Penelope and Fiona 2014
I was watching an interview with photographer Sasaki Masako. He had gone to Kamaishi, the site of the devastating Japanese earthquake and tsunami in March, 2011 to take photographs of the rebuilding. He said something that stuck with me: “If I don’t stand in the same place every time, I won’t see the significance of what takes place.”
He was talking about the rebuilding efforts and missing the changes that are occurring. And it’s exactly what happens with our families. If you don’t take photographs every month, every season, every year, you will miss the significance of what is happening in your own life.

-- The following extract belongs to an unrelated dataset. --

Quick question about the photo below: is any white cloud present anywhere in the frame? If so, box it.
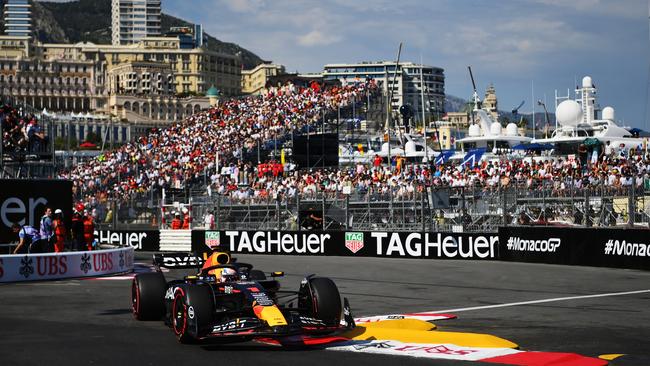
[223,0,266,13]
[297,29,341,46]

Our children change from month to month and a lot of times we don’t see it because we’re living at the molecular level with our families. But when we step back and compare last year’s photographs to this year’s, it’s obvious. Our sons are growing into men, our daughters now coolly assess us and find us lacking – there’s an adultness to them that seemingly appeared overnight.
When you’re in it, the moments are at the forefront. The way they say flip flop (fip-fop), or the way they toddle to the door when they hear your husband’s car pull into the driveway, or that they love Clifford and kiss the tv screen when he comes on. They’re just moments that make up the day, and the days are stacked layer upon layer until they’re buried beneath other days and newer memories. The older memories fade because you’re busy and your children are growing and there are new memories to be made.
And then, as you’re looking though your photographs from years ago, or watching old home movies, the day-to-day becomes precious again. You are absolutely overwhelmed with the most sweet, searing appreciation for the life you’ve lived. Once you’re removed from the relentlessness of caring for a young child, you realize it was never really ordinary to begin with.